A Free World?

Since the 18th century, media — newspapers, in particular — have played a crucial role in the citizen’s struggle for a strong and fair democracy. On Monday, January 30, former Deputy Editorial Director of Le Nouvel Observateur, Aude Lancelin, and  Harpers Magazine President and Publisher John R. (Rick) MacArthur will discuss the changes that have occured over the past two decades in the news industry–as well as whether a certain historical way of reporting has disappeared, having been replaced by empty content that is deprived of wit, vision, and thought. They will also delve on the growing influence of shareholders over media, and ponder whether we have entered a world where to have has become more important than to exist, and where communication has become a more powerful weapon than knowledge.

In French. Free and open to the public. No RSVP necessary.


Aude Lancelin is the author of Le Monde Libre (Les Liens qui Liberent, Renaudot Prize for Nonfiction 2016), and a former Deputy Editorial Director of Le Nouvel Observateur (2014-2016), and of Marianne (2011-2014).

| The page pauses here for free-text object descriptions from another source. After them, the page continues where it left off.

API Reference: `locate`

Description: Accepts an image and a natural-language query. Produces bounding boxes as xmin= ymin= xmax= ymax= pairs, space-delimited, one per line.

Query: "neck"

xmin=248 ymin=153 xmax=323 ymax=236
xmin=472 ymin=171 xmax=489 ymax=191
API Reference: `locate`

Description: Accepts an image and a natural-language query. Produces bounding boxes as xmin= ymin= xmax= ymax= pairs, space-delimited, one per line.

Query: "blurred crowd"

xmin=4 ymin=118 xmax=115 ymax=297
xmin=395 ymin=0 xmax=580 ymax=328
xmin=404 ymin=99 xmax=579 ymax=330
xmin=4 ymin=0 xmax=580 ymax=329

John R. (Rick) MacArthur is president and publisher of Harper’s Magazine and an award-winning journalist and author. Under his leadership, the magazine has received nineteen National Magazine Awards, the industry’s highest recognition. He writes regularly for The Spectator (U.K.) and writes a column in French, for Montreal’s Le Devoir newspaper. His critically acclaimed first book, Second Front: Censorship and Propaganda in the Gulf War, won the Illinois ACLU’s 1992 Harry Kalven Freedom of Expression award and was a New York Times notable book. His second book, The Selling of “Free Trade”: NAFTA, Washington, and the Subversion of American Democracy, was published in 2000. He has also written You Can’t Be President, published in 2008 and reissued in 2012 as The Outrageous Barriers to Democracy in America. L’Illusion Obama was published in 2012 in France and Canada.
Mr. MacArthur grew up in Winnetka, Illinois, and graduated in 1978 from Columbia University with a B.A. in history. He lives with his wife and two daughters in New York City.